O estrago já estava feito: a rosca amputou seu braço acima do cotovelo e deixou “só o cotoco”, como ele descreve. “Se fosse mais tarde, eu teria morrido porque no final do dia só fica o pessoal da faxina, que não tem carro. Não daria tempo de uma ambulância chegar”, desabafa.
William nunca recebeu treinamento para a função que exercia. Ele fazia bicos como jardineiro antes de ser contratado como auxiliar de produção na JBS. Em tese, sua missão diária era abastecer a máquina moedeira.

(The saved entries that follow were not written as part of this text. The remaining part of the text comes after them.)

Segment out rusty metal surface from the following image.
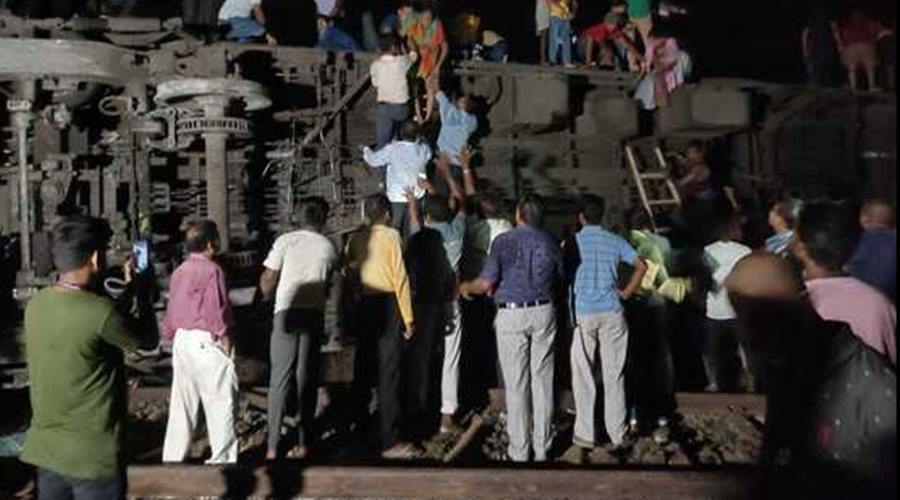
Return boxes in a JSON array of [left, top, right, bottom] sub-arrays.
[[0, 38, 141, 84], [155, 78, 272, 112], [127, 464, 755, 499]]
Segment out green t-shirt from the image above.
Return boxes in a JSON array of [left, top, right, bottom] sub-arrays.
[[21, 288, 145, 479], [627, 0, 651, 19]]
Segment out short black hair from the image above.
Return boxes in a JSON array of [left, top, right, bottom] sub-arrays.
[[185, 220, 220, 254], [298, 197, 329, 230], [400, 120, 421, 141], [796, 201, 861, 272], [578, 195, 606, 225], [710, 206, 741, 241], [51, 215, 113, 273], [364, 194, 392, 225], [379, 34, 399, 54], [517, 194, 546, 227], [424, 195, 453, 223], [416, 0, 436, 14]]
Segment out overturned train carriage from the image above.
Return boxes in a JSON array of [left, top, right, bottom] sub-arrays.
[[0, 15, 895, 338]]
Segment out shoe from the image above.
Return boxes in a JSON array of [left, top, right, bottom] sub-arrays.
[[439, 414, 458, 434], [607, 437, 635, 457], [652, 423, 671, 445], [286, 445, 308, 459], [572, 436, 596, 450], [381, 442, 419, 460]]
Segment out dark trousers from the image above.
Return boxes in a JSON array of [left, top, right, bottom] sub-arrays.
[[390, 200, 422, 240], [355, 293, 404, 450], [702, 318, 749, 391], [267, 309, 324, 452], [37, 467, 123, 500], [431, 163, 462, 199], [626, 298, 677, 423], [406, 301, 444, 418], [376, 103, 409, 150]]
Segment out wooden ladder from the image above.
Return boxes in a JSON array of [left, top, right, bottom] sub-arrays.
[[625, 142, 682, 232]]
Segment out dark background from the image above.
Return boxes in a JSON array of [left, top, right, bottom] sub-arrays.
[[340, 0, 897, 82], [6, 0, 897, 81]]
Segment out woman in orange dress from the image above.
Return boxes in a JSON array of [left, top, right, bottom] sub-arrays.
[[409, 3, 449, 123]]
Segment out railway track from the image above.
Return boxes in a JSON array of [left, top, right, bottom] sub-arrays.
[[127, 463, 756, 499]]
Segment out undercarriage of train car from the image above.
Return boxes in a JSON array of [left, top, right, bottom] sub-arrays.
[[0, 14, 895, 379]]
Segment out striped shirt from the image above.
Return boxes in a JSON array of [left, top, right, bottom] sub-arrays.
[[567, 225, 639, 315]]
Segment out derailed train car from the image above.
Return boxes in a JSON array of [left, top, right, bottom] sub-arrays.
[[0, 14, 895, 378]]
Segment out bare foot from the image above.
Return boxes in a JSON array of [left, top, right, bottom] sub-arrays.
[[286, 445, 308, 459], [265, 448, 277, 461], [266, 33, 278, 46]]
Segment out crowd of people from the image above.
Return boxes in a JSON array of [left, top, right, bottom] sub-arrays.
[[7, 2, 898, 499], [17, 60, 898, 496]]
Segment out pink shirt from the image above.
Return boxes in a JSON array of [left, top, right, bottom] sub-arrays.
[[645, 37, 684, 93], [807, 277, 896, 364], [162, 254, 234, 340]]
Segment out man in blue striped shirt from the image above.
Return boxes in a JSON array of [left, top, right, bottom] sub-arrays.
[[565, 195, 647, 451]]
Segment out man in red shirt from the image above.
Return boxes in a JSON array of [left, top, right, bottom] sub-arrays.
[[161, 220, 238, 464], [833, 7, 893, 91], [582, 12, 640, 70]]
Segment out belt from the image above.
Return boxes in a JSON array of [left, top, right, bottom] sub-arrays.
[[497, 300, 551, 310]]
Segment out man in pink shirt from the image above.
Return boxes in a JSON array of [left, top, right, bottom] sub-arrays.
[[161, 220, 238, 463], [793, 202, 896, 364]]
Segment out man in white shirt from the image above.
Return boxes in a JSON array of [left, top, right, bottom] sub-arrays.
[[371, 36, 416, 149], [363, 121, 432, 238], [703, 211, 753, 392], [218, 0, 276, 44], [259, 198, 338, 460]]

Porém, com a demissão de alguns funcionários, foi escalado para fazer a faxina e a limpeza das máquinas, operação que exige cuidados específicos. Durante as duas semanas em que ficou internado no hospital, William recebeu a visita de um administrador do frigorífico.
Perguntado se a empresa já lhe propôs algum tipo de acordo, ele responde laconicamente: “as coisas estão indo”. Logo depois confessa que prefere não falar sobre o assunto.
Aos 24 anos, afirma não estar abalado psicologicamente. Pai de uma menina de oito meses, lamenta apenas “não poder segurar e jogar o bebê para cima”.
O grave acidente que ceifou o braço de William não é um caso isolado nas plantas frigoríficas do grupo JBS, espalhadas por 14 estados do país. A ocorrência de falhas banais de segurança chama a atenção por se tratar da maior processadora de proteína animal do mundo.
Turbinada por recursos de bancos públicos como o BNDES e a Caixa Econômica Federal, a JBS registrou receita líquida de R$ 120 bilhões em 2014.
Nas últimas eleições, bateu o recorde de doações de campanha: R$ 366 milhões. Mas o dinheiro farto e os rígidos protocolos corporativos que levaram a JBS ao topo da cadeia alimentar mundial não parecem se refletir no chão de fábrica – principalmente, quando o assunto é saúde e segurança no trabalho.
Diariamente, funcionários da JBS driblam um variado mosaico de riscos. É esse o diagnóstico do Ministério Público do Trabalho, que move uma série de ações contra a empresa.
Em janeiro, a unidade de São José dos Quatro Marcos, no Mato Grosso, entrou na mira por expor seus empregados a jornadas excessivas em ambientes insalubres – o contato prolongado com o sangue de um boi abatido, por exemplo, aumenta a chance de transmissão de doenças como a tuberculose.
O órgão federal exige uma indenização por danos morais coletivos de R$ 10 milhões. No Rio Grande do Sul, máquinas que colocavam em risco a integridade física de funcionários foram interditadas pelo Ministério do Trabalho e Emprego, em dezembro.
No Paraná, um vazamento de amônia que intoxicou 66 pessoas levou a planta de Santo Inácio a ser processada em R$ 16,8 milhões, em outubro do ano passado.
Episódios como esses colocam em xeque o comprometimento da multinacional em garantir condições adequadas de saúde e segurança a seus empregados. Revelam ainda a distância entre a realidade do chão de fábrica e a exibida pela publicidade da empresa.